This story originally appeared in the Times Record News in Wichita Falls, Texas.
A federal judge has affirmed that an injunction against the Obama administration in Texas v. United States can be applied nationwide, blocking the Departments of Justice and Education from enforcing guidance on bathroom access for transgender students across the country.
Wednesday’s ruling in a Wichita Falls federal court also could affect several other lawsuits in which U.S. attorneys are involved, including United States v. North Carolina, the case that kicked off a national debate over transgender rights earlier this year.
The injunction also makes clear that the Obama administration may not withhold federal funds from districts that do not comply with its guidance on transgender access to “intimate areas” inside schools.
Texas is joined in the litigation by 14 co-plaintiffs, including conservative states, school districts and individuals. The lawsuit was filed in May.
However, the ruling gives U.S. attorneys the go-ahead to proceed with other lawsuits previously held in limbo by the court order.
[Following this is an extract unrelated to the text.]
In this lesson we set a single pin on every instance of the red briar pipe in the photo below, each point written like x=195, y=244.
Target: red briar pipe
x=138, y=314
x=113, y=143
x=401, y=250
The injunction, ordered by Judge Reed O’Connor in August, forbade the Obama administration from enforcing guidance it issued to school districts in May, but U.S. attorneys later argued the ruling’s parameters were too vague. They asked for additional direction from the court before proceeding with almost 20 other related lawsuits.
O’Connor now has specified that U.S. attorneys may go ahead with some of their cases regarding transgender rights, but only those that don’t center on bathroom access. Thus, Wednesday’s ruling represents a partial victory for both Texas and the Obama administration.
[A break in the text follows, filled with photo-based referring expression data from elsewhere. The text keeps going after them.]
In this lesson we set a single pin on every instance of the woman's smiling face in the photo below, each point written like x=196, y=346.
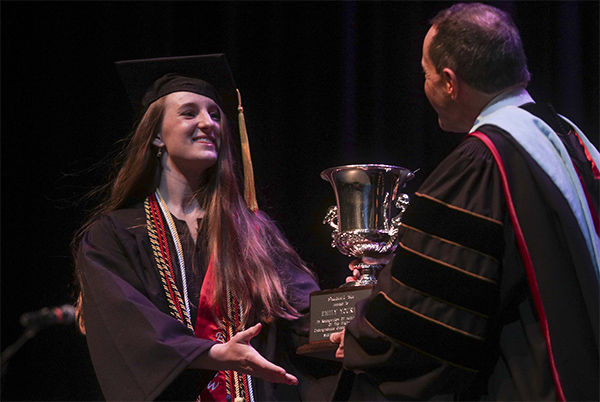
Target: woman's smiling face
x=190, y=132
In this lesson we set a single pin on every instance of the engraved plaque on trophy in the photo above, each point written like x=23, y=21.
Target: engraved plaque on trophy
x=363, y=225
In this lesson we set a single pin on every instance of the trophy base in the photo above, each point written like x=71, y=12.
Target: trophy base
x=322, y=350
x=330, y=311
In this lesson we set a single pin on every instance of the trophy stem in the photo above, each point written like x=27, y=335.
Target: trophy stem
x=368, y=274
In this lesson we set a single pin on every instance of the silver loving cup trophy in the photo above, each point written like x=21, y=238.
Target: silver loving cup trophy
x=362, y=221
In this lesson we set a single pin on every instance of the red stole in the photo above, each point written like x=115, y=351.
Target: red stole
x=207, y=328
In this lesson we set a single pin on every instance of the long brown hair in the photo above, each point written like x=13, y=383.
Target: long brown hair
x=245, y=247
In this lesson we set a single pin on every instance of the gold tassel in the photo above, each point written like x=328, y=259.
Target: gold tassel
x=249, y=190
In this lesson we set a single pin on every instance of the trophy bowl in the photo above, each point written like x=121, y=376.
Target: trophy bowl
x=362, y=221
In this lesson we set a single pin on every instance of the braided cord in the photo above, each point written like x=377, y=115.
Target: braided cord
x=154, y=243
x=178, y=249
x=160, y=250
“The court’s reaffirmation of a nationwide injunction should send a clear message to the president that Texas won’t sit idly by as he continues to ignore the Constitution,” Texas Attorney General Ken Paxton wrote in a news release. “The president cannot rewrite the laws enacted by the elected representatives of the people and then threaten to take away funding from schools to force them to fall in line.”
Representatives of the U.S. Departments of Justice and Education could not be immediately reached.